Ugh - looks somewhat complicated what is mounted there, in particular I know nothing at all about container stuff like kubernetes and kubelet or docker.

I see nothing about home at all so it seems the /home/ directory belongs to the root filesystem so that it should normally just be automatically included in the tar backup.

Currently I have no idea why it is not included in the backup in this particular case here.

Is perhaps what appears as home not a regular directory of the root filesystem but some kind of indirectly provided stuff via some container thingy like kubernetes, docker and whatnot?

leonardottl commented 5 years ago

In fact home is just an example of a directory that is missing, in fact home is basically empty in our setup, because most of the work is done on containers, and stored on a data disk, so home is basically configuration stuff for each user, not much else.

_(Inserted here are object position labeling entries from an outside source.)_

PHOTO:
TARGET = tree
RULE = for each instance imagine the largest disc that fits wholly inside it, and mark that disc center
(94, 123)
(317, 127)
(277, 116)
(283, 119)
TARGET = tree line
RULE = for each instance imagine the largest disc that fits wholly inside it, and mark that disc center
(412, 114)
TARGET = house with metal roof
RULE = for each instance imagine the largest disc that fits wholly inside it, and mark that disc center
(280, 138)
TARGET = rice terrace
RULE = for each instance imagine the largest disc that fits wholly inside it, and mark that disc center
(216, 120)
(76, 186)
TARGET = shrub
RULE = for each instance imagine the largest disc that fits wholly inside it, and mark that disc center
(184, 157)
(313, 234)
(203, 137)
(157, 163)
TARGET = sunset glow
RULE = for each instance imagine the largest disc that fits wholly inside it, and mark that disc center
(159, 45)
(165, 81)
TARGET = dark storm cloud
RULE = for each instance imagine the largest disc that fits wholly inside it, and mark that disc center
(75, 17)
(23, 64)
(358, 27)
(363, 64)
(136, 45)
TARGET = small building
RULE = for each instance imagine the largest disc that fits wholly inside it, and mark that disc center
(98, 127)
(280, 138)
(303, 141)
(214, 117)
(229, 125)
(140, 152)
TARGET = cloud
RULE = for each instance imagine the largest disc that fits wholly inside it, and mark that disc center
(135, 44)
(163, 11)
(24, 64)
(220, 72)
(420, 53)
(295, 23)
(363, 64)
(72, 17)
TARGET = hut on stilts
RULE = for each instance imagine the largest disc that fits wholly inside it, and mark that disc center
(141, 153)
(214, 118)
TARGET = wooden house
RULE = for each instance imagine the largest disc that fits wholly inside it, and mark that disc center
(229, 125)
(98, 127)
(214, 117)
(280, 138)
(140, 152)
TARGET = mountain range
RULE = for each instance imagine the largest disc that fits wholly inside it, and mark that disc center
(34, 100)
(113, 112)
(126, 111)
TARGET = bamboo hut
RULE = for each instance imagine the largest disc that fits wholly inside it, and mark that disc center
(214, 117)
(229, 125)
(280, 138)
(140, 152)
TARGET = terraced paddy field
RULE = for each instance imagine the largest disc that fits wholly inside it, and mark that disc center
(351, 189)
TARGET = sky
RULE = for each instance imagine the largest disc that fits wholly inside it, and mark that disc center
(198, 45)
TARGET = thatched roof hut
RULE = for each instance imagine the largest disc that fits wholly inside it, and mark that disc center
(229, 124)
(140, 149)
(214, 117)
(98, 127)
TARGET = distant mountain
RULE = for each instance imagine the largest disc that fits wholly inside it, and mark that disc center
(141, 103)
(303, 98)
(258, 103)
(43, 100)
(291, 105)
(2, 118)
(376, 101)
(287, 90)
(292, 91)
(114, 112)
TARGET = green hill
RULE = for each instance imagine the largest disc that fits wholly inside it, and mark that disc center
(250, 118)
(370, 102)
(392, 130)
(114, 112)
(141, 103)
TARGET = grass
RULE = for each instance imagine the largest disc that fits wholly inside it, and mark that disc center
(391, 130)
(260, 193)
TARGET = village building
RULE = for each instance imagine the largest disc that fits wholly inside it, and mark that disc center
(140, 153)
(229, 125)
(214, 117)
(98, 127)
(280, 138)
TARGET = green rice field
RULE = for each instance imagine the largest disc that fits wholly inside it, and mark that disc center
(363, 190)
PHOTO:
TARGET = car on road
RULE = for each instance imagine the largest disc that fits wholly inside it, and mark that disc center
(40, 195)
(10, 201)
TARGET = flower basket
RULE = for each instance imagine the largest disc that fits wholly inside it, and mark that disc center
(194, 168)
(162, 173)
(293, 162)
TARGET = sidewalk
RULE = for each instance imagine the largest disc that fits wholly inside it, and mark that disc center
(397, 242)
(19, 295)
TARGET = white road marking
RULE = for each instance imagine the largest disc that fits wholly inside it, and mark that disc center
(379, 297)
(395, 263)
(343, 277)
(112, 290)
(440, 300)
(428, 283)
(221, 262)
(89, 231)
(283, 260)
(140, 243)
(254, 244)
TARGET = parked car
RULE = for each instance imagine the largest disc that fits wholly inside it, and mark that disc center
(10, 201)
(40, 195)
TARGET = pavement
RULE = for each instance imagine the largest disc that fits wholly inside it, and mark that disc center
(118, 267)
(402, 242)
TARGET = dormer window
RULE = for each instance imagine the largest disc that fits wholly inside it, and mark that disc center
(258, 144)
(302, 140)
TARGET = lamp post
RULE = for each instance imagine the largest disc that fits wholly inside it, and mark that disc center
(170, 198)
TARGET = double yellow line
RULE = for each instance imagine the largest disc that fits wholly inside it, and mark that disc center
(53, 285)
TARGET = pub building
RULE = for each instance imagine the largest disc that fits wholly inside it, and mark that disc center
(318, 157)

But other directories are also missing. So yes, home is in the root (which it should not be we know), but it is not being included in the bakup, in general the backup is only a fraction of the size of the whole system .

Some other points to consider:

jsmeix commented 4 years ago

@leonardottl I think it will not provide a real solution for your issue so mainly FYI you may have a look at a similar issue https://github.com/rear/rear/issues/2344

Perhaps it might even help you a bit nevertheless.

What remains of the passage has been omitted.